Regular Expressions Syntax
Literals
All characters are taken literally except the following:
".", "|", "*", "?", "+", "(", ")", "{", "}", "[", "]", "^", "$" and "\".
These characters have special meaning and must be preceded by a "\" to be taken literally.
Wildcards
The dot "." matches any characters including new line symbols [CR] and [LF].
Repeats
An expression followed by "*" can be repeated any number of times including zero.
An expression followed by "+" can be repeated any number of times excluding zero.
An expression followed by "?" can be repeated no more than one time.
The bounds "{" "}" may be used to specify number of repetitions:
"{N}" means that the expression must be repeated N times,
"{N,M}" means that the expression must be repeated N to M times.
Subexpressions and parenthesis
Parenthesis "(" ")" are used to mark subexpressions which which are counted starting from 1 from left to right.
Subexpression zero is the whole match of the expression.
Alternatives
Alternative expressions are separated by "|" or put on separate lines in the expression.
Line anchors
The empty string at the beginning of line is matched by "^" character.
The empty string at the end of line is matched by "$" character.
Text anchors
"\`" matches the start of the whole text.
"\A" matches the start of the whole text.
"\'" matches the end of a whole text.
"\z" matches the end of a whole text.
"\Z" matches the end of a whole text, or any new line characters at the end.
Character sets
The character set enclosed in brackets "[" "]" matches any symbol it contains,
for example "[abc]" matches either "a", "b" or "c".
Sets that start with "^" matches any character that is not member of the set,
for example "[^abc]" matches any character except "a", "b" and "c".
Character ranges can be specified as "[a-d]", which matches any symbol betweed "a" and "d".
Character classes are denoted by "[:class:]" within a set declaration.

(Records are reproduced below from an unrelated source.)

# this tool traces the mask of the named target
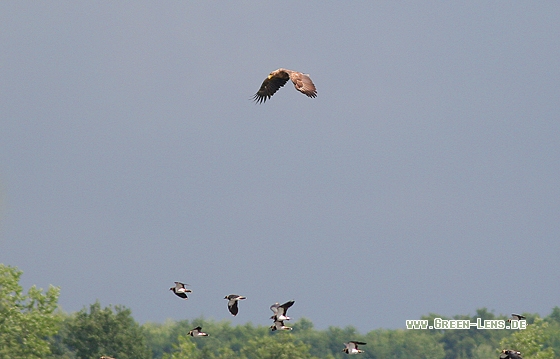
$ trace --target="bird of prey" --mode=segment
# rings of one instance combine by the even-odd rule
[[[274,313],[274,315],[270,317],[270,319],[273,319],[274,321],[290,320],[290,317],[287,316],[288,308],[294,305],[294,303],[295,301],[293,300],[290,300],[289,302],[286,302],[282,305],[280,305],[278,302],[274,303],[270,306],[270,310],[272,310],[272,312]]]
[[[500,359],[523,359],[523,358],[521,357],[521,352],[518,352],[517,350],[504,349],[500,354]]]
[[[240,300],[247,299],[247,297],[244,297],[242,295],[237,295],[237,294],[230,294],[230,295],[226,295],[224,299],[228,300],[229,312],[231,313],[231,315],[235,317],[237,313],[239,313],[239,308],[237,307],[237,303]]]
[[[288,82],[288,80],[292,80],[294,87],[299,92],[308,97],[317,97],[317,89],[308,74],[280,68],[272,71],[268,77],[264,79],[261,88],[257,91],[255,96],[253,96],[253,100],[258,103],[266,102],[266,100],[271,98],[280,87]]]
[[[287,326],[284,325],[283,320],[275,320],[274,324],[272,324],[270,326],[270,329],[272,329],[272,331],[275,331],[275,330],[292,330],[291,327],[287,327]]]
[[[171,287],[169,288],[169,290],[172,290],[173,293],[175,293],[175,295],[178,297],[189,299],[187,297],[187,293],[192,293],[192,290],[185,288],[186,285],[188,284],[175,282],[175,287]]]
[[[204,333],[202,331],[202,327],[199,325],[198,327],[192,329],[190,332],[187,333],[191,337],[207,337],[208,333]]]
[[[342,351],[345,352],[346,354],[360,354],[363,353],[364,351],[358,349],[358,345],[366,345],[366,343],[350,341],[348,343],[344,343],[344,345],[346,346],[346,348],[342,349]]]
[[[511,323],[512,320],[521,320],[521,319],[525,319],[525,316],[521,314],[512,313],[511,318],[508,319],[508,322]]]

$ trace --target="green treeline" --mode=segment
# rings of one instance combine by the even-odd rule
[[[0,358],[116,359],[266,359],[346,358],[343,343],[366,342],[358,358],[498,358],[502,349],[515,349],[524,359],[555,358],[560,353],[560,308],[544,318],[523,313],[525,330],[492,329],[376,329],[360,333],[354,327],[315,329],[301,318],[292,331],[271,332],[251,323],[233,326],[229,321],[204,318],[138,324],[123,306],[102,308],[99,302],[77,313],[57,309],[59,289],[43,292],[32,287],[27,294],[19,286],[21,271],[0,264]],[[485,308],[473,316],[446,318],[507,320]],[[193,338],[189,330],[202,326],[210,336]]]

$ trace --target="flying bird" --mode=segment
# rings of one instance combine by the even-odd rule
[[[525,316],[521,314],[512,313],[511,318],[508,319],[508,322],[511,323],[512,320],[521,320],[521,319],[525,319]]]
[[[364,351],[358,349],[358,345],[366,345],[366,343],[350,341],[348,343],[344,343],[344,345],[346,346],[346,348],[342,349],[342,351],[345,352],[346,354],[360,354],[363,353]]]
[[[272,329],[273,332],[276,330],[292,330],[291,327],[287,327],[284,325],[283,320],[275,320],[274,324],[270,326],[270,329]]]
[[[274,303],[270,306],[270,310],[272,310],[272,312],[274,313],[274,315],[270,317],[270,319],[273,319],[274,321],[290,320],[290,317],[287,316],[288,308],[294,305],[294,303],[295,301],[293,300],[290,300],[289,302],[286,302],[282,305],[280,305],[278,302]]]
[[[247,297],[244,297],[242,295],[237,295],[237,294],[230,294],[230,295],[226,295],[224,299],[227,299],[229,301],[228,302],[229,312],[231,313],[231,315],[235,317],[237,313],[239,313],[239,308],[237,307],[237,303],[240,300],[247,299]]]
[[[188,284],[175,282],[175,287],[171,287],[169,288],[169,290],[172,290],[173,293],[175,293],[175,295],[178,297],[189,299],[187,297],[187,293],[192,293],[192,290],[185,288],[186,285]]]
[[[518,352],[517,350],[504,349],[500,354],[500,359],[523,359],[523,358],[521,357],[521,352]]]
[[[190,332],[187,333],[191,337],[207,337],[208,333],[204,333],[202,331],[202,327],[199,325],[198,327],[192,329]]]
[[[317,97],[317,89],[308,74],[280,68],[272,71],[268,77],[264,79],[261,88],[257,91],[255,96],[253,96],[253,100],[258,103],[266,102],[266,100],[271,98],[280,87],[288,82],[288,80],[292,80],[294,87],[299,92],[308,97]]]

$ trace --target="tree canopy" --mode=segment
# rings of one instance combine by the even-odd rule
[[[45,358],[50,354],[47,337],[58,331],[60,289],[46,292],[35,286],[27,294],[19,284],[22,271],[0,263],[0,358]]]

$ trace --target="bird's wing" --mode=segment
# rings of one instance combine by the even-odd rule
[[[288,82],[290,75],[285,71],[273,71],[268,75],[268,77],[263,81],[261,88],[255,96],[253,96],[253,100],[258,103],[266,102],[269,98],[272,97],[278,91],[278,89]]]
[[[296,90],[308,97],[317,97],[317,89],[309,75],[294,71],[290,73],[290,79],[294,83]]]
[[[232,302],[233,302],[233,303],[232,303]],[[230,300],[230,301],[228,302],[228,309],[229,309],[229,312],[230,312],[233,316],[236,316],[237,313],[239,313],[239,307],[237,306],[237,301],[236,301],[236,300],[233,300],[233,301]]]
[[[292,305],[294,305],[294,303],[295,303],[295,301],[290,300],[289,302],[286,302],[286,303],[282,304],[280,306],[280,308],[278,308],[279,314],[280,315],[282,315],[282,314],[286,315],[286,313],[288,312],[288,308],[290,308]],[[280,309],[283,310],[283,313],[280,312]]]

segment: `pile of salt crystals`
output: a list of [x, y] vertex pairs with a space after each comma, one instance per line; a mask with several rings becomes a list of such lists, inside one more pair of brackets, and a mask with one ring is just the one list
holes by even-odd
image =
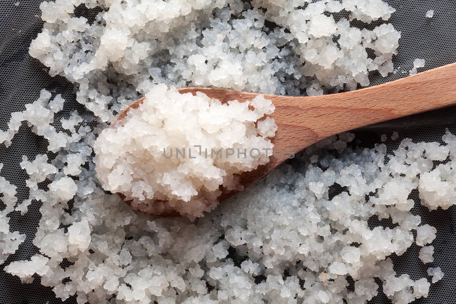
[[[94, 21], [76, 16], [81, 3], [100, 7]], [[389, 23], [350, 26], [388, 20], [395, 10], [381, 0], [57, 0], [40, 7], [46, 22], [30, 55], [74, 83], [78, 101], [104, 121], [156, 83], [276, 95], [355, 89], [369, 84], [370, 72], [393, 72], [400, 37]], [[279, 26], [268, 28], [268, 21]]]
[[[52, 103], [41, 104], [45, 109]], [[24, 283], [36, 273], [57, 297], [76, 295], [79, 304], [107, 303], [113, 295], [116, 303], [131, 304], [365, 303], [378, 292], [375, 278], [394, 303], [427, 296], [427, 279], [398, 275], [388, 256], [436, 237], [435, 228], [410, 211], [413, 189], [431, 210], [455, 201], [456, 136], [449, 132], [444, 144], [404, 139], [388, 158], [384, 144], [353, 149], [347, 147], [352, 134], [332, 136], [195, 222], [147, 216], [105, 193], [87, 153], [93, 134], [84, 136], [77, 144], [86, 151], [89, 169], [81, 168], [76, 180], [63, 172], [69, 165], [65, 160], [79, 152], [61, 150], [50, 163], [39, 155], [21, 164], [30, 176], [30, 198], [43, 202], [33, 241], [39, 253], [5, 267]], [[446, 160], [434, 167], [433, 162]], [[52, 181], [48, 190], [38, 189], [47, 178]], [[330, 199], [335, 183], [347, 191]], [[14, 201], [14, 191], [5, 190], [10, 188], [2, 191]], [[372, 216], [391, 217], [397, 226], [369, 227]], [[424, 261], [431, 251], [423, 249]], [[64, 268], [64, 259], [72, 262]], [[428, 273], [433, 283], [444, 275], [438, 268]], [[348, 275], [354, 291], [347, 289]]]
[[267, 138], [277, 127], [269, 117], [255, 123], [274, 108], [262, 95], [222, 104], [200, 92], [181, 94], [157, 85], [98, 137], [97, 177], [104, 190], [121, 192], [146, 214], [174, 210], [202, 216], [218, 204], [221, 185], [242, 190], [234, 175], [269, 161], [274, 145]]
[[[101, 7], [94, 22], [75, 16], [73, 5], [81, 3]], [[369, 31], [332, 15], [344, 10], [350, 20], [387, 20], [394, 9], [381, 0], [57, 0], [40, 7], [46, 22], [30, 54], [51, 75], [77, 85], [78, 101], [104, 121], [114, 121], [114, 111], [156, 83], [278, 94], [354, 89], [368, 83], [369, 71], [386, 75], [393, 70], [400, 37], [391, 24]], [[266, 20], [283, 27], [269, 31]], [[374, 59], [367, 48], [374, 50]], [[426, 278], [398, 275], [387, 257], [403, 253], [414, 241], [427, 245], [435, 237], [435, 228], [410, 213], [410, 191], [417, 187], [421, 203], [431, 210], [455, 201], [453, 135], [446, 134], [443, 145], [404, 140], [386, 165], [384, 145], [353, 150], [347, 148], [351, 135], [332, 137], [192, 222], [148, 217], [106, 194], [91, 155], [97, 134], [107, 125], [91, 129], [73, 113], [61, 122], [67, 132], [58, 131], [53, 117], [63, 100], [50, 97], [42, 92], [0, 132], [0, 142], [8, 145], [26, 120], [57, 154], [50, 161], [39, 155], [21, 163], [30, 176], [30, 197], [16, 210], [33, 212], [27, 207], [32, 200], [42, 202], [33, 240], [39, 253], [5, 267], [23, 281], [31, 281], [36, 273], [57, 297], [74, 295], [78, 304], [107, 303], [113, 295], [116, 303], [132, 304], [342, 299], [353, 304], [377, 294], [376, 277], [394, 303], [427, 296]], [[433, 161], [449, 155], [449, 161], [433, 169]], [[39, 186], [47, 179], [52, 181], [48, 187]], [[347, 186], [350, 195], [330, 199], [334, 183]], [[6, 205], [0, 215], [5, 260], [24, 236], [9, 231], [15, 186], [0, 179], [0, 188]], [[398, 226], [369, 227], [372, 216], [390, 217]], [[431, 247], [420, 252], [424, 262], [431, 259]], [[228, 258], [232, 247], [235, 252]], [[71, 264], [64, 269], [67, 260]], [[438, 267], [428, 273], [433, 283], [443, 277]], [[347, 289], [348, 275], [354, 291]]]

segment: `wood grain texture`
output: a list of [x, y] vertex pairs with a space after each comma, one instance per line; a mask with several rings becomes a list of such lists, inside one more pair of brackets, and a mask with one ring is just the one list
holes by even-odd
[[[222, 102], [251, 100], [259, 95], [224, 89], [189, 88], [182, 94], [204, 93]], [[272, 139], [275, 149], [295, 152], [328, 136], [377, 123], [456, 104], [456, 63], [371, 88], [332, 95], [309, 97], [264, 95], [275, 106], [269, 115], [278, 129]], [[130, 105], [119, 116], [137, 108], [144, 98]], [[286, 160], [269, 158], [270, 161], [241, 175], [244, 188]], [[225, 193], [222, 201], [235, 194]]]

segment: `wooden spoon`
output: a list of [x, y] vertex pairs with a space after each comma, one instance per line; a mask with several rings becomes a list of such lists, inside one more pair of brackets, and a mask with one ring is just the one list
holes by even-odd
[[[251, 100], [259, 94], [209, 88], [180, 89], [181, 93], [201, 92], [222, 102]], [[320, 96], [290, 97], [264, 95], [275, 106], [269, 115], [278, 126], [272, 139], [274, 149], [298, 152], [331, 135], [377, 123], [456, 104], [456, 63], [444, 66], [374, 87]], [[117, 118], [137, 108], [144, 98], [133, 103]], [[278, 152], [280, 152], [280, 150]], [[278, 153], [280, 154], [280, 153]], [[271, 155], [270, 161], [240, 175], [244, 188], [263, 177], [287, 159]], [[236, 192], [224, 193], [220, 202]], [[125, 196], [119, 194], [123, 199]], [[130, 201], [126, 201], [129, 204]], [[175, 212], [161, 216], [178, 215]]]

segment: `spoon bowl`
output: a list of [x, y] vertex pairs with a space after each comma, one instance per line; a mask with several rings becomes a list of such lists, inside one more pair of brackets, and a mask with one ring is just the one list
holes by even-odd
[[[179, 89], [181, 94], [201, 92], [222, 103], [251, 100], [260, 94], [211, 88]], [[329, 136], [361, 127], [456, 104], [456, 63], [424, 72], [383, 84], [356, 91], [319, 96], [264, 95], [275, 107], [269, 115], [278, 129], [271, 139], [276, 152], [296, 153]], [[130, 105], [117, 118], [124, 118], [131, 108], [137, 108], [143, 98]], [[239, 175], [244, 189], [267, 174], [287, 159], [278, 154], [256, 169]], [[219, 202], [238, 191], [223, 191]], [[125, 196], [119, 196], [125, 200]], [[176, 211], [150, 215], [178, 216]]]

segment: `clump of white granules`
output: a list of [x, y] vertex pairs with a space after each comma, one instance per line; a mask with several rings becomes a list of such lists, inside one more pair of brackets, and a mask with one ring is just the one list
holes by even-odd
[[[81, 3], [101, 7], [94, 22], [76, 16]], [[46, 22], [30, 55], [74, 83], [78, 101], [104, 121], [157, 83], [276, 95], [353, 90], [369, 84], [371, 72], [393, 72], [400, 37], [387, 22], [350, 25], [387, 21], [395, 10], [381, 0], [58, 0], [40, 7]]]
[[[81, 3], [101, 7], [94, 22], [76, 17], [73, 5]], [[78, 101], [104, 121], [157, 83], [277, 94], [354, 89], [368, 84], [370, 71], [393, 71], [400, 37], [387, 22], [372, 31], [350, 26], [387, 21], [394, 10], [381, 0], [57, 0], [40, 7], [46, 22], [30, 54], [74, 82]], [[339, 12], [347, 19], [332, 16]], [[269, 30], [268, 21], [280, 26]], [[358, 304], [379, 292], [376, 278], [393, 303], [427, 296], [427, 279], [396, 273], [388, 257], [416, 242], [426, 245], [423, 262], [432, 258], [428, 244], [438, 232], [411, 213], [416, 202], [409, 196], [417, 189], [430, 210], [456, 201], [456, 137], [449, 132], [443, 144], [404, 139], [391, 155], [383, 144], [347, 148], [352, 134], [332, 137], [191, 222], [146, 216], [104, 191], [92, 155], [107, 125], [91, 129], [76, 111], [54, 122], [64, 101], [51, 98], [43, 91], [0, 132], [8, 146], [27, 120], [57, 155], [23, 158], [30, 196], [22, 202], [0, 178], [6, 206], [0, 263], [24, 282], [36, 273], [57, 297], [78, 304]], [[59, 122], [67, 132], [56, 131]], [[272, 131], [264, 124], [256, 131], [266, 136]], [[347, 191], [331, 197], [335, 184]], [[22, 219], [7, 216], [16, 202], [18, 214], [39, 208], [37, 253], [5, 262], [25, 238], [9, 231]], [[373, 227], [372, 217], [396, 226]], [[433, 283], [444, 277], [439, 267], [428, 273]]]
[[260, 129], [255, 123], [274, 109], [262, 95], [223, 104], [156, 86], [98, 137], [97, 177], [105, 190], [133, 200], [135, 209], [202, 216], [217, 206], [220, 186], [242, 187], [234, 175], [269, 162], [274, 145], [267, 137], [277, 126], [270, 118], [258, 122]]

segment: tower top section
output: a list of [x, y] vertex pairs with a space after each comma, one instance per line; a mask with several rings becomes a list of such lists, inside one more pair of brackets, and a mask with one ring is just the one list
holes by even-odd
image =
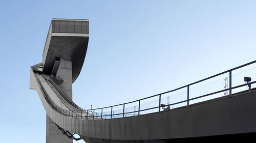
[[82, 69], [89, 39], [89, 21], [53, 18], [42, 54], [42, 72], [50, 75], [56, 58], [72, 63], [74, 82]]

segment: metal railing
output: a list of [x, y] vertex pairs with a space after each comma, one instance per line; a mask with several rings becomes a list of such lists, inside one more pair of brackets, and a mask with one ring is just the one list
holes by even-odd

Commonly used character sets are:
| [:alnum:] | Alpha numeric character. |
| [:alpha:] | Alphabetical character a-z and A-Z. |
| [:blank:] | Blank character, either a space or a tab. |
| [:cntrl:] | Control character. |
| [:digit:] | Digit 0-9. |
| [:graph:] | Graphical character. |
| [:lower:] | Lower case character a-z. |
| [:print:] | Printable character. |
| [:punct:] | Punctuation character. |
| [:space:] | Whitespace character. |
| [:upper:] | Upper case character A-Z. |
| [:xdigit:] | Hexadecimal digit character, 0-9, a-f and A-F. |
| [:word:] | Word character - all alphanumeric characters plus the underscore. |
| [:Unicode:] | Character whose code is greater than 255, this applies to the Unicode characters only. |
Character codes
The characters may be matched by octal code "\0NNN" or hexademical code "\xHH",
enclosed in brackets "{" "}" if necessary: "\0{NNN}" "\x{HH}".
Word operators
"\<" matches the null string at the start of a word.
"\>" matches the null string at the end of the word.
"\b" matches the null string at either the start or the end of a word.
"\B" matches a null string within a word.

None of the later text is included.